Topics in Corpus Linguistics for Social Media Research

[Pages:3]Topics in Corpus Linguistics for Social Media Research

Organiser: Amanda Potts, Lancaster University

Half-day workshop

Social media platforms are at the cutting edge of technological advances, and research in discourse on these sites is likewise leading the way in a range of interdisciplinary investigations. Discourse drawn from social media is a natural fit for corpus linguistic studies: it is plentiful, digital, and natural. However, the emerging field of corpus-based social media studies is encountering issues inherited from its various parent disciplines as well as facing growing pains unique to the sub-discipline.

In this half-day colloquium, a range of topics in corpus linguistics for social media research will be presented by invited speakers, with ample time given to discussion of emerging issues in participants' projects.

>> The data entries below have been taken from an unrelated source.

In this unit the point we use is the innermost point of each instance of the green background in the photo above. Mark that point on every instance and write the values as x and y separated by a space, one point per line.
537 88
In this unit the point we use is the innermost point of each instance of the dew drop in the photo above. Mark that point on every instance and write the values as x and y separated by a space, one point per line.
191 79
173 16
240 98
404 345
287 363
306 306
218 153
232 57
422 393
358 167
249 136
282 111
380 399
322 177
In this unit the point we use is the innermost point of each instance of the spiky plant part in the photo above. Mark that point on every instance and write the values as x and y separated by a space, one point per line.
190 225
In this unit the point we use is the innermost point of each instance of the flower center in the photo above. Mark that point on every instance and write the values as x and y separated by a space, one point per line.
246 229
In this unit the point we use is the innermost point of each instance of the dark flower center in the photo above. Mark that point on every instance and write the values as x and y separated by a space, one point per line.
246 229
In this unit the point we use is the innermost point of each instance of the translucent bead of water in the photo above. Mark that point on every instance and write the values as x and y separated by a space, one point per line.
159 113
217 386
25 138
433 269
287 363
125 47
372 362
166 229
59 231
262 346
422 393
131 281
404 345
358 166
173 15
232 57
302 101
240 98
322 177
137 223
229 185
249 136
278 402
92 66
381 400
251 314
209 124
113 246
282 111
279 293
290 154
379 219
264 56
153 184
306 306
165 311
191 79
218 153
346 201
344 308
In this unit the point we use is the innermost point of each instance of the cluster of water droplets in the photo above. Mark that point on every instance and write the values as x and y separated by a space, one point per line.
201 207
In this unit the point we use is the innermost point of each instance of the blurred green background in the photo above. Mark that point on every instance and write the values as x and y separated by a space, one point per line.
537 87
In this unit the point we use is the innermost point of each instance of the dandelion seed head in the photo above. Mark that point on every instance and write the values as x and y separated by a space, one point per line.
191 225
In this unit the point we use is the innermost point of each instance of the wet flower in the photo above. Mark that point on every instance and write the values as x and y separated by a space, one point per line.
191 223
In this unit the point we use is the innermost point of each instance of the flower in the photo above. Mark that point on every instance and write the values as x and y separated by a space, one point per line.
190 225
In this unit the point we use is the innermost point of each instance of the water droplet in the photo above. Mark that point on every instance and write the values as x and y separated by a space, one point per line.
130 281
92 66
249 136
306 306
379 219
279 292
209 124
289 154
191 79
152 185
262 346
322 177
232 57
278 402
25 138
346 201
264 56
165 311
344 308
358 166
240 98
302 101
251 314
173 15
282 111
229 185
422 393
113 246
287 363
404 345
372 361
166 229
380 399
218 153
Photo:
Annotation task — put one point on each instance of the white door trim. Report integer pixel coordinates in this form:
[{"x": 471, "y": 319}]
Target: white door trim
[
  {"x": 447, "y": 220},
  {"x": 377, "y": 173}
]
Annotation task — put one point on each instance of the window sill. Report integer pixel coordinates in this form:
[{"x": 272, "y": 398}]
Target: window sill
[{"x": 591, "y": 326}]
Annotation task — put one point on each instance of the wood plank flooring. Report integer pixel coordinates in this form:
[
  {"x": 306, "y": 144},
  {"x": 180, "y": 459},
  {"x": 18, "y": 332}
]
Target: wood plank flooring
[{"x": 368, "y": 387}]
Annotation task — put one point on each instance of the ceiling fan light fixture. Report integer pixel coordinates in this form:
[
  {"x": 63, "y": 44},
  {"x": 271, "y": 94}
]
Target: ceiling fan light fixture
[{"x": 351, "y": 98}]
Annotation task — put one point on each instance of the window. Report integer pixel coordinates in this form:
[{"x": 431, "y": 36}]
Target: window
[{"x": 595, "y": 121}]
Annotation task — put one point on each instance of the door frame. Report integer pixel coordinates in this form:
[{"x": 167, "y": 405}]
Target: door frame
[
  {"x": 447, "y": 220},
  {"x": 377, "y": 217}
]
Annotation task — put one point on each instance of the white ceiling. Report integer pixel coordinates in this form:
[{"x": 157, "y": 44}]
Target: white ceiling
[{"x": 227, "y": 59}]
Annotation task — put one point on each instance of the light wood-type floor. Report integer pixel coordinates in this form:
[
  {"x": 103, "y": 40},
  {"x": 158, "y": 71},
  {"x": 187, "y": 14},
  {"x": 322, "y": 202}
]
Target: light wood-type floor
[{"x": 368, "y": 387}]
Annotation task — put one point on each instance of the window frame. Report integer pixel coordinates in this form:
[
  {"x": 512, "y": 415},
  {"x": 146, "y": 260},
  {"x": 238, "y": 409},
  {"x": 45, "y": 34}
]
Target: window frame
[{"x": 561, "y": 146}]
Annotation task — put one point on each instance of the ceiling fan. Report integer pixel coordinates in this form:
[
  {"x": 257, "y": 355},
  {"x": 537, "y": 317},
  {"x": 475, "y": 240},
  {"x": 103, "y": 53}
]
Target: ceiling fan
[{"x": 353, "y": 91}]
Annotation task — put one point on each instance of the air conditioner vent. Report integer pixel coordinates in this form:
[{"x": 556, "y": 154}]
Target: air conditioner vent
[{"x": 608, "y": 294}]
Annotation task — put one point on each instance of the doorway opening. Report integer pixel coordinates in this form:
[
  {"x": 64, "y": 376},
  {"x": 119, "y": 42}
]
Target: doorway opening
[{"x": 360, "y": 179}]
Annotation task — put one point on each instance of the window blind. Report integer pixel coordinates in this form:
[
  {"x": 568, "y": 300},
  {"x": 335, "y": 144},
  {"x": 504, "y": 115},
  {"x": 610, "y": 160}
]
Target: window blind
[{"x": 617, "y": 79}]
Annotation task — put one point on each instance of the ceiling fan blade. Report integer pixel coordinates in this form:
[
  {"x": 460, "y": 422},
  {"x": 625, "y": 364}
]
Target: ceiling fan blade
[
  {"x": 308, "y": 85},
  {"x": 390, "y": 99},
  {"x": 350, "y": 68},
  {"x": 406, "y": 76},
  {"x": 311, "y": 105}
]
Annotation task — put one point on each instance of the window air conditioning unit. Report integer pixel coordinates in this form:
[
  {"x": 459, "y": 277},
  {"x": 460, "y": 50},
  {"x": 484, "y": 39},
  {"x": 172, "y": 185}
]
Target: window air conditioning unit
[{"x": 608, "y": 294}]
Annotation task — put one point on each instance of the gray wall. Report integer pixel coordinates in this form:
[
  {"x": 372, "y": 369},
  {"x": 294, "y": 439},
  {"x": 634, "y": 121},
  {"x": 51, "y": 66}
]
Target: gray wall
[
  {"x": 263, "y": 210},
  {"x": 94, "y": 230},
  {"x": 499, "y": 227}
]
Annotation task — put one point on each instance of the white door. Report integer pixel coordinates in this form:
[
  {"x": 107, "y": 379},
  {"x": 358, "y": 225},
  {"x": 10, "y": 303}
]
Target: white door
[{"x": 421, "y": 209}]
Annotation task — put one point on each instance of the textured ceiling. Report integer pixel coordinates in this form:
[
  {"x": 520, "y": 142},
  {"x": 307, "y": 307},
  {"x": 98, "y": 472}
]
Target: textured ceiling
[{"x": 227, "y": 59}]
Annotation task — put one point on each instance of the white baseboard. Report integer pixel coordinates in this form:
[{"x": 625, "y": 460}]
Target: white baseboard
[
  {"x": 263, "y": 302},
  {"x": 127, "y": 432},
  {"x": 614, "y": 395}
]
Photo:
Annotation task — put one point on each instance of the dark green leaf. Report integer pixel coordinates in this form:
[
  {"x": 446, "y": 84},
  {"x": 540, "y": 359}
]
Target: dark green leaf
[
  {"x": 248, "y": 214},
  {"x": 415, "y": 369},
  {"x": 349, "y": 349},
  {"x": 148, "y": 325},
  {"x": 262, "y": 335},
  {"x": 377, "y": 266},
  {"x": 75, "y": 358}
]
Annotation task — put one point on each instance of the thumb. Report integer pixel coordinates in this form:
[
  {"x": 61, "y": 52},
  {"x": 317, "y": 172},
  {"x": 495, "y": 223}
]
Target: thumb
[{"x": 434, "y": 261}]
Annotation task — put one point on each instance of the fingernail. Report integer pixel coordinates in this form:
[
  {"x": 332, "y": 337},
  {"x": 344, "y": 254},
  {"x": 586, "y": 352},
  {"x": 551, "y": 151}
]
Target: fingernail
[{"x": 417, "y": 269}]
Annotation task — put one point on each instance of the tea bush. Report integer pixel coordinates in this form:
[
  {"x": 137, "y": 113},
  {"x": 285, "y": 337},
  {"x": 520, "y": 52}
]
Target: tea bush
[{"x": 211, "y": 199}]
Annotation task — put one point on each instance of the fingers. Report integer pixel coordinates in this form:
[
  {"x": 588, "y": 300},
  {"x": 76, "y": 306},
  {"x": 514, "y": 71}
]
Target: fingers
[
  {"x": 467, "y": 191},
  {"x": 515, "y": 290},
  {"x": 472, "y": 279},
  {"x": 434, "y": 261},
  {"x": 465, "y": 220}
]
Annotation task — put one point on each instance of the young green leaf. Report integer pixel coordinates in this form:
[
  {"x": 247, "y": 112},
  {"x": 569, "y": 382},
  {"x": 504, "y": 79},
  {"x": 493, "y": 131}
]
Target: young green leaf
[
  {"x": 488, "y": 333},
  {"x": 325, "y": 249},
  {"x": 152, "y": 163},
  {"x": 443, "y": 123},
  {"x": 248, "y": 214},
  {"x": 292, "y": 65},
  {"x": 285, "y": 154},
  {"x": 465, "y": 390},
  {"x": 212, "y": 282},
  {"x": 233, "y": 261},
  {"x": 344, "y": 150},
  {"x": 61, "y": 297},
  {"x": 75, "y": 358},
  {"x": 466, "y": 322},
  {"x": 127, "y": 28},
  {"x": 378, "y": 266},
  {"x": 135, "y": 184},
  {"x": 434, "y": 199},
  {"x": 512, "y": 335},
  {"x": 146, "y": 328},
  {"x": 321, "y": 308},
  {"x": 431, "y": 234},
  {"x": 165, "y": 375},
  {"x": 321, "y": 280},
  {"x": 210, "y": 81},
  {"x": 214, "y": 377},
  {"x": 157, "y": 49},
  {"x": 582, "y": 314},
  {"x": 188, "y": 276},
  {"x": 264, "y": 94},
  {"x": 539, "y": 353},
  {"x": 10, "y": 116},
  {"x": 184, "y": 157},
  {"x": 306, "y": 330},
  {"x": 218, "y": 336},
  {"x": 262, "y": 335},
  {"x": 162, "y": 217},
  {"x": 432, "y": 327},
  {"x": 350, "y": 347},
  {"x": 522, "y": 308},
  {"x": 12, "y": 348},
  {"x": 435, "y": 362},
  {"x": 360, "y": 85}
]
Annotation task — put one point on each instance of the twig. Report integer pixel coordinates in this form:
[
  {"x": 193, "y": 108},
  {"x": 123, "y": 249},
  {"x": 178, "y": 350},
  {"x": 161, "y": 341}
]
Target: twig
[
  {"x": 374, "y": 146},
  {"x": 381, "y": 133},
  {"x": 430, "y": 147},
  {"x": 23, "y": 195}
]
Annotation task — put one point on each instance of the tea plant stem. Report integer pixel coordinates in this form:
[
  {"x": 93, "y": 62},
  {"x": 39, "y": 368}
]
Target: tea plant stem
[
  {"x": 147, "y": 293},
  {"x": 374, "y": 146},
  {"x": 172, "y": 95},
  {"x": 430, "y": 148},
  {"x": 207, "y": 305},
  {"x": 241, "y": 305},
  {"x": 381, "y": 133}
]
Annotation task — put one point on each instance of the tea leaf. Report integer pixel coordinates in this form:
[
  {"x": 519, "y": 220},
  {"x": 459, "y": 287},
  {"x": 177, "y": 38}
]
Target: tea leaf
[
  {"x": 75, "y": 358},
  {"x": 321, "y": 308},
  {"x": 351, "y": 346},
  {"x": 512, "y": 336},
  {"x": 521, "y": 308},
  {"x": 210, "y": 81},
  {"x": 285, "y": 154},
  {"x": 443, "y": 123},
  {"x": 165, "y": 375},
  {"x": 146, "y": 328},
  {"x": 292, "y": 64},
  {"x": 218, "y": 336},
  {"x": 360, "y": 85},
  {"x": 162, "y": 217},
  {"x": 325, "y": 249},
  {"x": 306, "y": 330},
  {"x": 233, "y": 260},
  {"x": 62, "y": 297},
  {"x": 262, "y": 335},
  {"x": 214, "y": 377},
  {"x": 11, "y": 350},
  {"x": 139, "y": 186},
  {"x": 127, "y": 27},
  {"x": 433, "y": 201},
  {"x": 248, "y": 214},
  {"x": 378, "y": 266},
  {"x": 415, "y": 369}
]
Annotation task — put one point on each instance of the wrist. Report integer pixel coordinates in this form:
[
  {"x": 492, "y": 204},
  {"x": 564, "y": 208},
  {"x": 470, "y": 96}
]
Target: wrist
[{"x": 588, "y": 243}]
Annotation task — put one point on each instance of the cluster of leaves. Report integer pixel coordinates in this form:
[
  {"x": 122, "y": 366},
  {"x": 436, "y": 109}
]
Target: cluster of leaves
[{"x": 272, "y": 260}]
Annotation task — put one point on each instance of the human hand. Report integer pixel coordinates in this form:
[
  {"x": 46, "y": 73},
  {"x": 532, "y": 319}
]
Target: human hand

Talks move through an evolution, with Dawn Knight and Svenja Adolphs opening the day by discussing where e-language falls on the spoken/written continuum, and how we can make sense of social media discourse as a genre. Next, Chris Pak and Alison Sealey demonstrate their method of identifying and filtering tweets for a large-scale critical discourse analysis of discursive ecologies. Rachelle Vessey takes another view of Twitter, underscoring the superdiverse nature of social media data by drawing upon examples of bilingual tweets. Finally, Amanda Potts takes a triangulated approach by considering the production of YouTube videos by very popular social media users, and the impact that reception of these has on the discourse of their fan communities. Extended descriptions of these talks appear below:

1. Language in the Digital Age: Revisiting the Speech-Writing Continuum Dawn Knight, Cardiff University Svenja Adolphs, University of Nottingham

As a relatively new `genre' of communication (Herring 2002), the definition and description of the features of e-language (defined here as any communicative, interactive and/or linguistic stimulus that is digitally based and `incorporates multiple forms of media bridging the physical and digital' (Boyd and Heer 2006: 1) and how it compares and contrasts with spoken and written genres of communication is an on-going concern in studies of Computer Mediated Communication, Applied Linguistics, Corpus Linguistics and beyond.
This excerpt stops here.